For decades, Langer has been developing new ways of delivering drugs, including therapeutic nucleic acids such as RNA and DNA. In the 1970s, he published the first study showing that it is possible to encapsulate nucleic acids, as well as other large molecules, in small particles and deliver them into the body. (The work by Professor Phillip Sharp of the MIT Institute and others on RNA cleavage, which also laid the foundation for today’s mRNA vaccines, also began in the 1970s.)

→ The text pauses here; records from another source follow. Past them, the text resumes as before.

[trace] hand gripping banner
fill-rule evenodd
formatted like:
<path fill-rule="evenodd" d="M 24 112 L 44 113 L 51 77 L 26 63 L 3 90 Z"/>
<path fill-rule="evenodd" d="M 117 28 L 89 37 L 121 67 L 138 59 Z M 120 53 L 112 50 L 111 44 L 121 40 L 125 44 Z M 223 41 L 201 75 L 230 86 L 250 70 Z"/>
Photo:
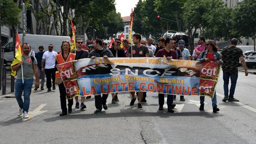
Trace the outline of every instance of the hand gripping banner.
<path fill-rule="evenodd" d="M 58 69 L 61 71 L 59 68 L 62 65 L 69 68 L 67 63 L 59 65 Z M 213 98 L 220 69 L 214 62 L 164 57 L 83 59 L 75 61 L 75 65 L 80 95 L 83 96 L 148 91 Z M 66 89 L 76 85 L 73 84 L 65 84 Z M 72 97 L 67 94 L 68 98 Z"/>

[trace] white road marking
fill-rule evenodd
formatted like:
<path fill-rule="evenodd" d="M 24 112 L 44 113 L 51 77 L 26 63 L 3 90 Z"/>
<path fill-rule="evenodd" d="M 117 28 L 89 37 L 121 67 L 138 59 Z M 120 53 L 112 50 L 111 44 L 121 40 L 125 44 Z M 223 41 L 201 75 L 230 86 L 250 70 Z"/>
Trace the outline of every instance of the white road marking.
<path fill-rule="evenodd" d="M 225 97 L 224 95 L 223 95 L 219 93 L 217 93 L 217 92 L 216 92 L 216 94 L 217 96 L 222 97 L 222 98 L 224 98 L 224 97 Z M 245 105 L 242 103 L 240 103 L 240 102 L 234 102 L 233 103 L 256 113 L 256 109 L 254 108 L 248 106 L 248 105 Z"/>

“It was very controversial at the time,” Langer recalls. “Everyone told us it was impossible, and my first nine grants were rejected. I worked on it for about two years and I found over 200 ways to make it work. But in the end, I finally found a way to make it work. ‘
That paper, which in Earth in 1976 showed that small particles of synthetic polymers can safely carry and release large molecules such as proteins and nucleic acids. Later, Langer and others showed that when polyethylene glycol (PEG) is added to the surface of nanoparticles, they can last longer in the body, instead of being destroyed almost immediately.
In the following years, Langer, Anderson and other fatty molecules called lipid nanoparticles developed, which are also very effective at delivering nucleic acids. These carriers protect RNA from degradation in the body and help it transport cell membranes. Both the Moderna and Pfizer RNA vaccines are carried by lipid nanoparticles with PEG.

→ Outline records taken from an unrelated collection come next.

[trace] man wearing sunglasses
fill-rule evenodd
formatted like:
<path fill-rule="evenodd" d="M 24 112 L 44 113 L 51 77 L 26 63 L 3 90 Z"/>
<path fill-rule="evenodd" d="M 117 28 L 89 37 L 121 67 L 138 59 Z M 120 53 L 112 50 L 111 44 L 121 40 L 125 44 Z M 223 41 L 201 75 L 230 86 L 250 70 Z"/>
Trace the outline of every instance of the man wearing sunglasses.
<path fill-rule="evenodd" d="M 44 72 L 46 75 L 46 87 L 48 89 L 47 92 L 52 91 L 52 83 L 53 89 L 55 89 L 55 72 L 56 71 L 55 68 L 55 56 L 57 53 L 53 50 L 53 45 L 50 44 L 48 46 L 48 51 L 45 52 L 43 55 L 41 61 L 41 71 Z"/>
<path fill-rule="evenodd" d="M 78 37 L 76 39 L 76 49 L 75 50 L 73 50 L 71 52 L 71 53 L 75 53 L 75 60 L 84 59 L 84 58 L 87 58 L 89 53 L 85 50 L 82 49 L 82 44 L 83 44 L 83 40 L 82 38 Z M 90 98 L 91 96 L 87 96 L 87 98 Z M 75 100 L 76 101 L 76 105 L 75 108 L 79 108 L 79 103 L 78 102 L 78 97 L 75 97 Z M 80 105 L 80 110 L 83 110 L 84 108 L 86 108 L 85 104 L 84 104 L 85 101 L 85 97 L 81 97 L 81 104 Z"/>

Messenger RNA is a large hydrophilic molecule. It does not enter cells on its own, and therefore these vaccines are wrapped in nanoparticles that facilitate their delivery into the cells. It allows the RNA inside cells and then translates it into proteins, ‘says Anderson.
In 2018, the FDA approved the first lipid nanoparticle carrier for RNA, developed by Alnylam Pharmaceuticals to produce a type of RNA called siRNA. Unlike mRNA, siRNA silences its target genes, which can benefit patients by eliminating mutated genes that cause disease.
One disadvantage of mRNA vaccines is that they can degrade at high temperatures, and therefore the current vaccines are stored at such cold temperatures. Pfizer’s SARS-CoV-2 vaccine should be stored at -70 degrees Celsius (-94 degrees Fahrenheit), and the Moderna vaccine at -20 C (-4 F). One way to make RNA vaccines more stable, Anderson points out, is to add stabilizers and remove water from the vaccine through a process called lyophilization, which has shown that some mRNA vaccines are refrigerated instead of ‘ a freezer can be stored.
The striking efficacy of both of these Covid-19 vaccines in phase 3 clinical trials (approximately 95 percent) offers hope that these vaccines will not only help end the current pandemic, but also help RNA vaccines in the future. in the fight against other diseases such as HIV and cancer, says Anderson.
‘People in the field, including me, have seen a lot of promise in technology, but you do not really know until you get human data. ‘To see that the level of protection, not only with the Pfizer vaccine, but also with Moderna, really validates the potential of the technology – not only for Covid, but also for all these other diseases that people are working on,’ says he. “I think this is an important moment for the field.”